Non ci sono dubbi sul colore della cultura gauchista in epoca Schlein. Anzi, sui colori: quelli dell’arcobaleno. Un’immagine bella, affascinante, che piace ai grandi ed ai piccini. Ma effimera. Arriva dopo il temporale e poi svanisce. Impalpabile. L’unica differenza con la proposta culturale della sinistra arcobaleno è che quello vero piace a tutti, la cultura gauchista invece no.
Però bisogna ammettere che sono bravi. Che sono stati bravi in passato a costruire un sistema egemonico incontrastato. Valorizzando come maestri della pittura, della fotografia, della musica e della letteratura personaggi dalle qualità inesistenti. E sono bravi adesso a continuare ad utilizzare la loro rete di relazioni per difendere il nulla cosmico a livello intellettuale.
Una vera e propria impresa. Perché non è facile passare da Marx a Madame, da Gramsci ad Amadeus, da Marcuse a Michielin, persino da Guttuso a Floris o dall’ex fascista sansepolcrista Toscanini a Lilli Gruber. Però la rete ha sempre funzionato. Ha trasformato Bobbio in un grande pensatore, Obama in un pacifista, Veltroni in uno scrittore, le sardine in un movimento politico e Asia Argento in un’attrice.

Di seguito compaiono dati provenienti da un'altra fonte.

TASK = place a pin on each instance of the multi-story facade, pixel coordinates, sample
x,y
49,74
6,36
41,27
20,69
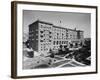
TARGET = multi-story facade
x,y
44,36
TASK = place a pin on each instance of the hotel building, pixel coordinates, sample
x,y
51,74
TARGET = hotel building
x,y
44,36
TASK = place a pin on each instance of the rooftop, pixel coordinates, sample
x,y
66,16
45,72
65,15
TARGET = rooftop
x,y
55,25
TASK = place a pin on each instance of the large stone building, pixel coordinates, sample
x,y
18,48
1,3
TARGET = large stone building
x,y
44,36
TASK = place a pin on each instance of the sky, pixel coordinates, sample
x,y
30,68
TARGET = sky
x,y
71,20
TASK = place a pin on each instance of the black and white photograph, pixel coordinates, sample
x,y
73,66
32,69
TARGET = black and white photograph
x,y
53,39
56,39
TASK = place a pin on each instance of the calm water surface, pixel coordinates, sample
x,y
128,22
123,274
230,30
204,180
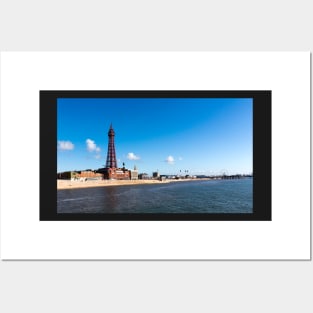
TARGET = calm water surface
x,y
212,196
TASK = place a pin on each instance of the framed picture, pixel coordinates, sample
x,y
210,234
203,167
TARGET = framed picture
x,y
177,156
155,155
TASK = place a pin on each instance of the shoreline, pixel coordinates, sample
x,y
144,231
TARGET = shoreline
x,y
68,184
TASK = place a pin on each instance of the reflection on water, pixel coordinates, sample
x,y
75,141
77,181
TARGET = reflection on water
x,y
223,196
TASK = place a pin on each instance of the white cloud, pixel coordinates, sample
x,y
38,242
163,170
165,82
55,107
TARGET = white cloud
x,y
91,146
132,156
65,145
170,160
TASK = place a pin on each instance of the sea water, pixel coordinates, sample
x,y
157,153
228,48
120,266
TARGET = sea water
x,y
206,196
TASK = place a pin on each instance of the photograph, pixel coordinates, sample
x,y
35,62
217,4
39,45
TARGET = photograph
x,y
166,156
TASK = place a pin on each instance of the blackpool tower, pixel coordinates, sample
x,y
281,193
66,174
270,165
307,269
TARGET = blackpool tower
x,y
111,157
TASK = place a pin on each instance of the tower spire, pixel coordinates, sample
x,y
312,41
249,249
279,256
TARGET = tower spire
x,y
111,156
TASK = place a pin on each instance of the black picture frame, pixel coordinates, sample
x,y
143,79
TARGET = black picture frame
x,y
262,169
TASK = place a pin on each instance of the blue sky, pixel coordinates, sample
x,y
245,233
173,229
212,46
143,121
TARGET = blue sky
x,y
172,135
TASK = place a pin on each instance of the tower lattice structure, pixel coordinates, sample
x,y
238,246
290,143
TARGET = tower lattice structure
x,y
111,157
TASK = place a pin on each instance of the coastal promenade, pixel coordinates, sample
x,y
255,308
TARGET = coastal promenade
x,y
68,184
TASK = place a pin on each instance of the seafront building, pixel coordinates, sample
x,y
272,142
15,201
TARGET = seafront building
x,y
110,171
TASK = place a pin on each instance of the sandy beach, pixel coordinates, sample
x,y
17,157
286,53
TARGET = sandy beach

Chapeau! Soprattutto perché gli stessi gauchisti hanno capito di essere ormai arrivati non solo alla frutta ma anche al caffè ed al pussacaffè. Dunque, non avendo più nulla da proporre, devono solo puntare alla distruzione della cultura altrui. E vai con la cancel culture, vai con il woke. Abbattiamo statue, correggiamo i libri degli autori scomparsi da decenni o da secoli, cambiamo la storia.
Facciamo casino, insomma, per nascondere il nulla che c’è alla base dell’arcobaleno. Mettiamo al bando il maschilista Canova ed il razzista Shakespeare perché, nonostante gli sforzi, non riusciamo ad inventarci uno scultore credibile di arte fluida e non riusciamo a trasformare Ariete in una cima del pensiero contemporaneo.
Resta solo la distruzione del passato e la rete protettiva contro eventuali incursioni di un presente politicamente scorretto.